The trio watched from the sidelines as a patchwork Flames lineup that included only 11 forwards defeated the Dion Phaneuf-less Toronto Maple Leafs 4-3 Tuesday night, providing two valuable points that kept Calgary's faint playoff hopes alive. The result also answered critics on social media, who wondered how a team could bench its two top scorers for a game in which there was so much on the line.
But these sorts of indiscretions happen all the time; how they're addressed speaks to the value an organization puts on its culture. If accountability matters, then the rules cannot be applied selectively around the dressing room and waived for the better players.
Last year, for example, the Dallas Stars benched star centre Tyler Seguin for the final regular-season game after he missed a team practice. Seguin needed one more goal to establish a single-season best; he didn't get that chance.
Seguin was a player who arrived in Dallas with a wild-child reputation, so it was important for the Stars to send a message – that even in the midst of a fabulous individual season, a level of accountability was still required.
It was the same unflinching approach the Washington Capitals used with Alex Ovechkin earlier this season, benching the Great 8 for a game after he also showed up late for practice.
Ovechkin later explained he set his alarm clock improperly – 8:45 p.m. rather than 8:45 a.m. And while coach Barry Trotz accepted the explanation, he noted that rules are rules and they apply to all.
Publicly disciplining two of the NHL's top stars doesn't appear to have hurt Washington and Dallas. It might have even done some good with the rank-and-file players, who would appreciate playing for a team with a strict sense of justice.
It doesn't always work out in a team's favour, however. When Trotz was coaching in Nashville, he suspended a pair of players, Alexander Radulov and Sergei Kostitsyn, for a curfew violation during the 2012 playoffs, which might have cost the Predators their series against the Phoenix Coyotes.
Organizationally, the hope is to use the lapse as a teaching moment when the players are still young enough and keen enough about their professional development to see it that way – rather than as some arbitrary unnecessary punishment.
On the morning-after in Calgary, all three issued the obligatory mea culpas, including apologies to their teammates, management and the fan base.
"A learning experience," said Gaudreau. "It's an eyeopener for me and Sean and Lance.
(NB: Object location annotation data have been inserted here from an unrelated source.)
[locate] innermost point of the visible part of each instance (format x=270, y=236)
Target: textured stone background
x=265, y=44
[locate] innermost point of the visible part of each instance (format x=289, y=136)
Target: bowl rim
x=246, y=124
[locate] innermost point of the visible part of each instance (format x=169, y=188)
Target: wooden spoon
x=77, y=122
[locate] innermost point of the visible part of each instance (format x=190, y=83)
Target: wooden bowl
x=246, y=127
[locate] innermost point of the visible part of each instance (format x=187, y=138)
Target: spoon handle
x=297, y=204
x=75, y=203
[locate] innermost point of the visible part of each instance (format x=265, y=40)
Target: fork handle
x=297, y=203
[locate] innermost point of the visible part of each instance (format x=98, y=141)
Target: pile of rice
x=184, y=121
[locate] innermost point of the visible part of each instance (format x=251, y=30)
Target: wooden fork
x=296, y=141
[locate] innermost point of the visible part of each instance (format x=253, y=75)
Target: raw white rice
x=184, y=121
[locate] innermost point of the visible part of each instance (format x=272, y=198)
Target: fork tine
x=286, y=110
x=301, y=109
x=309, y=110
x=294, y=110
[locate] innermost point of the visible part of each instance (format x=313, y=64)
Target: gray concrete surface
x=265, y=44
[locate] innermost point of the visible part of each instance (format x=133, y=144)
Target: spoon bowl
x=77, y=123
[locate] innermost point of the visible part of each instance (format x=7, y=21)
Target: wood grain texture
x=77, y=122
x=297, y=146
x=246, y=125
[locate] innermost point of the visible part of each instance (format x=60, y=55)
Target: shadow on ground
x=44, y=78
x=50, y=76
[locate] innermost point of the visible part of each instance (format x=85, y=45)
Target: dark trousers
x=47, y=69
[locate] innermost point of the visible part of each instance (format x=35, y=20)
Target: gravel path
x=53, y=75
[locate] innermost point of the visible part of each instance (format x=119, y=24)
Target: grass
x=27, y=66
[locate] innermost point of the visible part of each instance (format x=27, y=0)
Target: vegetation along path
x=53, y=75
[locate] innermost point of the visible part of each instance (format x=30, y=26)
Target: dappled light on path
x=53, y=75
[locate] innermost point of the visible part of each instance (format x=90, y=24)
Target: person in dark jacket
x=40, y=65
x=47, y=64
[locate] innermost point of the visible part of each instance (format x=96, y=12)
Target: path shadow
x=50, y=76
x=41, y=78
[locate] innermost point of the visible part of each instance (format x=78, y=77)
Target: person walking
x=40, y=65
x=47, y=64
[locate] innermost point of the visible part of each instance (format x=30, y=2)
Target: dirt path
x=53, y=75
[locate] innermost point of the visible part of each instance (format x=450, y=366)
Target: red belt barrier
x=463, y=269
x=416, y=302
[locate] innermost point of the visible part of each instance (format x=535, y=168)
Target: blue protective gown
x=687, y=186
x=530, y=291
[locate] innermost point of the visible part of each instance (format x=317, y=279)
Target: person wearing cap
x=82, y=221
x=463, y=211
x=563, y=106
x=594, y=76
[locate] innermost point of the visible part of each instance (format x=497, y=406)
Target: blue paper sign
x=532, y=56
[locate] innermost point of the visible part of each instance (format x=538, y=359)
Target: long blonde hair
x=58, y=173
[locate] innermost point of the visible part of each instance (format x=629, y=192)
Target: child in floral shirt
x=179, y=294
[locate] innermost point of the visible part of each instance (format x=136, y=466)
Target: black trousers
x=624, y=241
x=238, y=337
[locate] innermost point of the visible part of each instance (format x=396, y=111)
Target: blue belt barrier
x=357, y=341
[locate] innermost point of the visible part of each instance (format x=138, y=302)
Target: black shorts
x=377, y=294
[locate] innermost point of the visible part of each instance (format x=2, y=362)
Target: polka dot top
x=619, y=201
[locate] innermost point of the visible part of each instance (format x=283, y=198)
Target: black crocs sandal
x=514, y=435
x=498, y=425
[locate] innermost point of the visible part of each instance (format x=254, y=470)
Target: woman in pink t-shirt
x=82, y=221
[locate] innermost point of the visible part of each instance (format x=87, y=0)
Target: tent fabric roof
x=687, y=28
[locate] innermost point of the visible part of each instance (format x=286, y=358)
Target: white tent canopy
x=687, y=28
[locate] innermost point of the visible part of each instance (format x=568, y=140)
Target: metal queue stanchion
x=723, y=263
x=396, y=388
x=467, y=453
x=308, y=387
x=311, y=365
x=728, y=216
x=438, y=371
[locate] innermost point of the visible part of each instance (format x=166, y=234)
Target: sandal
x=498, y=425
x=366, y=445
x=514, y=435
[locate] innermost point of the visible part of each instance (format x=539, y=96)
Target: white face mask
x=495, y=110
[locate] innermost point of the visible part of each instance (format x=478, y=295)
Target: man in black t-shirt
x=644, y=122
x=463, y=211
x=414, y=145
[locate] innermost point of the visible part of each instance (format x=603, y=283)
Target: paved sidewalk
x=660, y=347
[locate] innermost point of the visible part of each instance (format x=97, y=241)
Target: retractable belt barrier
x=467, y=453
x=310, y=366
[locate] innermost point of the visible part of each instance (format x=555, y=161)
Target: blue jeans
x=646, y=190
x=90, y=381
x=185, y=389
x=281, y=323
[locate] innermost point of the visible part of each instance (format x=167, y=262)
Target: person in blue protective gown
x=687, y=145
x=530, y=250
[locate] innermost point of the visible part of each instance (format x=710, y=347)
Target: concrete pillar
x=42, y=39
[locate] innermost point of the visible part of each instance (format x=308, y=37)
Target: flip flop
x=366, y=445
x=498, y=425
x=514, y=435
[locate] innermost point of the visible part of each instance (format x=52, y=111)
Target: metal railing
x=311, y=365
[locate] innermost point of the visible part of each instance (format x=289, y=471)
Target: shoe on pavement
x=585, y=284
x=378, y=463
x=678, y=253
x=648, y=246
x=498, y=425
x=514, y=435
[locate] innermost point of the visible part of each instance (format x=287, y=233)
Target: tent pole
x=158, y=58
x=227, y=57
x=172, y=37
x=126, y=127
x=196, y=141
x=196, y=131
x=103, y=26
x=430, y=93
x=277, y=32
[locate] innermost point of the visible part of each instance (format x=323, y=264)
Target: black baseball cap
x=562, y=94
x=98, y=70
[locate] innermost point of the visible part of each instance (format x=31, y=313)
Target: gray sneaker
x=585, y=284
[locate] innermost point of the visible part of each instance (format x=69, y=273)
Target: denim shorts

We're three younger guys who need to learn.
"It's difficult," he added, "because all our dads are here, to go on the father's trip, and expecting to watch us play against Toronto. We've got to pay the consequences. All three of us are really upset with ourselves."
What did Gaudreau's father say to him?
"What any dad would say if their kid was in trouble or made a mistake: Learn from it," replied Gaudreau. "You're a young kid. It's something you need to learn from and will help you grow."
It has been an eventful fortnight or so for the Flames, given they are also playing without Dennis Wideman, who is serving a 20-game suspension for cross-checking linesman Don Henderson in a late-January game. Commissioner Gary Bettman heard the appeal of Wideman's suspension on Wednesday and is expected to render a verdict by the end of the week.
Depending upon Bettman's ruling, Wideman has the further right to appeal the suspension to an independent arbitrator. Currently, he isn't scheduled to be back playing until mid-March, after the NHL trade deadline.
By then, the Flames' playoff hopes could be more clearly defined. Their game against the Sharks Thursday in San Jose falls into the make-it-or-break it category, given San Jose is one of the teams Calgary needs to overtake to make the playoffs in the Pacific Division.
In the meantime, Flames coach Bob Hartley was at pains to put Tuesday's events behind him, noting that no matter where someone might work – in an office or a factory – there are always good days and bad days. "Yesterday was a bad day," he said, "and now we move on."